Mangels Vorliegens des Unterlassungsanspruchs entfallen gleichzeitig die weiter geltend gemachten Auskunfts- und Ersatzansprüche.

II.

Die Anschlussberufung, die die Widerklage des Beklagten zu 1) zum Gegenstand hat, ist ebenfalls unbegründet. Auch der nunmehr in der Berufungsinstanz zur Entscheidung gestellte Widerklageantrag vermag den geltend gemachten Unterlassungsanspruch, der verbotswidrige Zugriffe der Klägerin auf ihre Internetseite verhindern soll, nicht zu rechtfertigen, schon deshalb, weil nach wie vor die Art und der Umfang der Verletzungshandlung offen sind. Gem. §§ 8 Abs. 1; 3; 4 Nr. 10 UWG könnte der Klägerin im Ergebnis nur untersagt werden, derart auf die Seiten der Beklagten zu 1) zuzugreifen, dass das Sicherheitssystem einen Angriff vermutet und dadurch anschlägt. Wann und wie dies im Einzelnen passiert, ist indes unklar, wie auch offen und ungeklärt ist, ob im Detail das konkret im Widerklageantrag umschriebene Verhalten zum Anschlagen der Sicherheitssoftware geführt hat. Denn bei der von der Beklagten zu 1) eingesetzten Sicherheitssoftware handelt es sich nicht um ein starres, sondern vielmehr um ein flexibles System, das erst bei dem Aufeinandertreffen verschiedenster Auffälligkeiten eingreift. Da sich die Beklagte zu 1) jedoch aus Gründen der Geheimhaltung weigert, die genaue Funktionsweise und mithin die für das Anschlagen der Sicherheitssoftware erforderlichen Parameter mitzuteilen, vermag der Senat nicht zu beurteilen, ob bereits das im Widerklageantrag beschriebene Verhalten der Klägerin zum Eingreifen der IP-Sperre geführt hat oder hierfür etwa noch ein weiteres, von der Beklagten zu 1) im Antrag noch nicht erwähntes Moment mitursächlich geworden ist. Ist aber nicht feststellbar, dass das Sicherheitssystem bereits bei dem im Antrag genannte Zugriffsschema anspringt, die Sicherheitssoftware mithin schon bei einem so beschriebenen Zugriffsverhalten von einem Angriff ausgeht, kann das von der Beklagten zu 1) begehrte Verbot auch nicht entsprechend konkretisiert und ausgesprochen werden.

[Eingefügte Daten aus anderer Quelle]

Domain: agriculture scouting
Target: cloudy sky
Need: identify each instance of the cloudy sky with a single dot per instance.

Die Frage der Verjährung des Abwehranspruchs kann letztlich dahinstehen.

III.

Die Zulassung der Revision war nicht veranlasst, § 543 ZPO. Die auf den Umständen des Einzelfalls beruhende Entscheidung hat keine grundsätzliche Bedeutung. Ebenso wenig sind abweichende obergerichtliche Entscheidungen ersichtlich. Im Gegenteil steht die Entscheidung, soweit erkennbar, im Einklang mit der Praxis anderer Obergerichte in vergleichbaren Fällen (vgl. OLG Hamburg vom 18.04.2007, Az.: 5 U 190/06, a.a.O.).

Die prozessualen Nebenentscheidungen beruhen auf §§ 97, 708 Nr. 10; 711 ZPO.